Sunday, October 19, 2008

When Code Coverage Is Necessary But Not Sufficient

In Can unit testing be a waste? pbielicki argues that it is far more efficient to test at the highest possible level of abstraction and rely on your code coverage tools to insure that all code paths have been tested. That might work in his world, but just a couple of days after having read that article I ran into a situation where developers had been doing just that and missed a bug completely.

The C++ code was implementing an algorithm in an open specification for the binary encoding of an identity string into a binary format for transmission to a remote piece of equipment. The identity string is a globally unique fifteen digit decimal number. The string is broken up in to several separate fields and each field is encoded from decimal into binary before being stuffed into a protocol packet destined for the remote equipment. There are several encoding algorithms depending on the length of the specific field, which range from one to three decimal digits in length.

Looking at the couple of dozen lines of C++ code in the base, I thought "It would be reasonable to assume that if any valid identity string were to be encoded into binary, then decoded back into a decimal string, the result would match exactly the original fifteen digit string." So knowing exactly nothing yet about the specific algorithms from the spec, I wrote a little unit test to do precisely that.

How many of the possible values did I test for each encoding algorithm? All of them, of course. On a 2.8 gigahertz Pentium 4, cycles are easy to come by.

What did I find? Twenty percent of the possible values failed this simple unit test.

I am pleased to report, however, that code coverage was one hundred percent. In fact, testing any single input value for any of the algorithms would have yielded code coverage of one hundred percent. Given that eighty percent of the possible values passed unit testing, it would be easy, in fact, likely, that you would not catch this bug just testing a few selected values. Conceivably you could test a lot of values, and still not have any failures, if you just happened to stay within the eighty percent that worked.

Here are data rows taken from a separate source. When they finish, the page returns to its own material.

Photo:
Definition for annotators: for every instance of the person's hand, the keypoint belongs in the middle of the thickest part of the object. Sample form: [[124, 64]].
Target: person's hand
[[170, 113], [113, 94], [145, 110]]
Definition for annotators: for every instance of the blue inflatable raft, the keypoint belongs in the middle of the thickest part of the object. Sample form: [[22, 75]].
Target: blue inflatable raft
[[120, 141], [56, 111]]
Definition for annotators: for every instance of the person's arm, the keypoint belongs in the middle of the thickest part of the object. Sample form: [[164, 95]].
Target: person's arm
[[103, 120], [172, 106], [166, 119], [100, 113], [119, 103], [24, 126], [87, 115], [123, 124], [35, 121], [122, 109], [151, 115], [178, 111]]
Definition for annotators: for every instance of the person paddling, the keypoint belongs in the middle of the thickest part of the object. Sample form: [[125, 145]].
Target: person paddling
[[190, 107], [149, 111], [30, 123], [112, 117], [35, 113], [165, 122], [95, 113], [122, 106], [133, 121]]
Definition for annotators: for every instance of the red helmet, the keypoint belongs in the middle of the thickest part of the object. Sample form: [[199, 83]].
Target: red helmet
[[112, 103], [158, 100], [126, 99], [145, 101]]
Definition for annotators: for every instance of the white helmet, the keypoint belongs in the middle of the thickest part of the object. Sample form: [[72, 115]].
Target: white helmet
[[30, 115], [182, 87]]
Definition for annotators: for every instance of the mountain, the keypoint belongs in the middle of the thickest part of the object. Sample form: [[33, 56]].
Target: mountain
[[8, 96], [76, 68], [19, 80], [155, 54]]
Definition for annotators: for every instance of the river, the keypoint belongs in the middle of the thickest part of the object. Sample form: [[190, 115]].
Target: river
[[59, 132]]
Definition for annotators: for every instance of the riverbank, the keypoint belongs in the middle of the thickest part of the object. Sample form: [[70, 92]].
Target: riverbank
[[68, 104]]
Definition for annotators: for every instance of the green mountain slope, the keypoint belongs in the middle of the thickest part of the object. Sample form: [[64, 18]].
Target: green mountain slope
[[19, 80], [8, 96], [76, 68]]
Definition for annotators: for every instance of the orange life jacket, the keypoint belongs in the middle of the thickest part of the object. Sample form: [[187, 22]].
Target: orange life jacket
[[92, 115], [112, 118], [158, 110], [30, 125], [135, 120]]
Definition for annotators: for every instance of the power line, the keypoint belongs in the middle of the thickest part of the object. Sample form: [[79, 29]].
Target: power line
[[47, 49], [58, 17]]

It wasn't a matter of code coverage. It was a matter of input range coverage.

I have written unit tests that ran for many minutes, testing a huge range of input values. For an algorithm that did time and date calculations, I had a unit test that ran for days. Fortunately, I didn't have to run it very often. But when I did run it, and it completed successfully, I was pretty darn sure that the underlying code worked.

Cycles are cheap. When dealing with what are fundamentally mathematical algorithms, there is no reason not to test a lot of values. When in doubt, test all of them.

5 comments:

mcjoe said...

Hey Chip,

While I agree in this case it was probably easier to just test every value, this approach doesn't scale. What if your identity string was a twenty digit value (equivalent to a 64-bit binary value)? Suddenly, even if you can test a million combinations a second, it is not possible to test all combinations in under half a million years!

The first question that came to mind regarding your 20% failure rate was, what was the common theme to these failures? Did the test miss an edge case?

If so, then the reason 100% code coverage was insufficient is that the code to handle the failed cases did not exist.

When the system under test gets more complex, unit tests are not a waste, but you have to figure out what aspects of the system are likely to fail and write tests for that target these expected situations.

And over time, as issues arise, add tests to cover those aspects that were not originally thought of. This way, a future developer is protected from reintroducing a known issued.

Chip Overclock said...

In the particular case I was describing, the 15 digit string was split into smaller fields, each of which could be tested for its full range, because several fields were the same length and hence used the same encoding algorithm.

I agree with you in principle. You have to be smart about picking your test cases, testing boundary and edge conditions in particular.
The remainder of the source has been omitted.